Kein Kuchen ist auch keine Lösung.

Das war vor kurzem der Spruch auf meinem Wochenkalender. Ich weiß nicht, wie es Ihnen mit diesem Spruch geht. Ich dachte: Wieder ein Spruch, mit dem ich nichts anfangen kann. Nur die hedonistische Version von „Ohne Mampf kein Kampf“, auch wenn mir dieser Spruch in Anbetracht der aktuellen Kriege zu militaristisch klingt. Und dann stand in der Woche die schriftliche Gratulation zu einem Geburtstag an. Und durch diesen neuen Blickwinkel auf den Spruch änderte sich alles: Ein Geburtstag ohne Kuchen ist auch keine Lösung.

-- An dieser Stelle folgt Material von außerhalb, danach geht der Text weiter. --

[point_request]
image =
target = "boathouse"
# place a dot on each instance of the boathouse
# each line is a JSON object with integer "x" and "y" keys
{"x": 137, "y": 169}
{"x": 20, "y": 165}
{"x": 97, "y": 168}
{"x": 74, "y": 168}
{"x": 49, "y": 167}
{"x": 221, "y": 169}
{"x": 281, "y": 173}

Denn ohne den Kuchen findet weniger Gemeinschaft statt. Zumindest bei uns gehört der Kuchen dazu, auch wenn ich selbst kein Kuchenesser bin. Und während der Mampf nur sicherstellt, dass die Grundbedürfnisse befriedigt sind, ist der Kuchen mehr. Erst er ist gemeinschaftsbildend. Denn ein Essen, welches nur dazu dient, das Überleben zu sichern, verhindert nur den Fressneid. Es bildet keine Gemeinschaft. Damit Essen gemeinschaftsbildend wirkt, bedarf es mehr. Erst dann ist Geselligkeit und sogar Solidarität möglich. Die Erinnerung an ein solches Mahl ist daher zu Recht wichtig in der christlichen Tradition.

Und es ist auch keine neue Erkenntnis. So forderten im Jahr 1911 Frauen nicht nur Brot, sondern eben auch Rosen: „The woman worker needs bread, but she needs roses too.“ Und in der Bibel ist neben dem letzten Abendmahl die Speisung der Fünftausend sehr eindrücklich.

„Als sie aber satt waren, spricht er zu seinen Jüngern: Sammelt die übrigen Brocken, damit nichts umkommt. Da sammelten sie und füllten zwölf Körbe mit Brocken von den fünf Gerstenbroten, die denen übrig blieben, die gespeist worden waren.“ Joh 6.12-12

Hier entstand auch Gemeinschaft und die Voraussetzung war, dass alle so satt waren, dass sogar noch etwas übrigblieb. Hier gab es definitiv ein Mehr. Klar ist aber auch, nur Kuchen bringt auch nichts. Er kann dann seine Wirkung im beschriebenen Sinn nicht entfalten. Die Person, die den Satz „Wenn sie kein Brot haben, dann sollen sie doch Kuchen essen!“ erfunden und Marie Antoinette in den Mund gelegt haben soll, wusste das wohl auch.

Die Erkenntnis ist trivial?

Ja, vielleicht.

Aber sie wird dennoch zu leicht im Alltag vergessen, auch im betrieblichen. Denn wo ist im Alltag der Blick für Hygienefaktoren und Motivatoren nach Frederick Herzberg?

Oder die Erkenntnis, dass eben doch wirkliche Teilhabe notwendig ist für Solidarität und damit für eine funktionierende Demokratie?

Zu schnell verliert man das aus dem Blick: Kosten- und Zeitdruck, mangelnde Einnahmen, Konflikte, Fehler im Prozess … Da ist man mit anderem beschäftigt.

Was ist heute für Sie der Kuchen? Oder was das fehlende Brot, weil der Kuchen nicht befriedigt?

Für mich war der Motivator offensichtlich die Erkenntnis, dass in dem Satz doch mehr steckt, als er auf den ersten Blick erscheint. Sie hat mich zu dieser Andacht motiviert, weil ich genügend Brot hatte.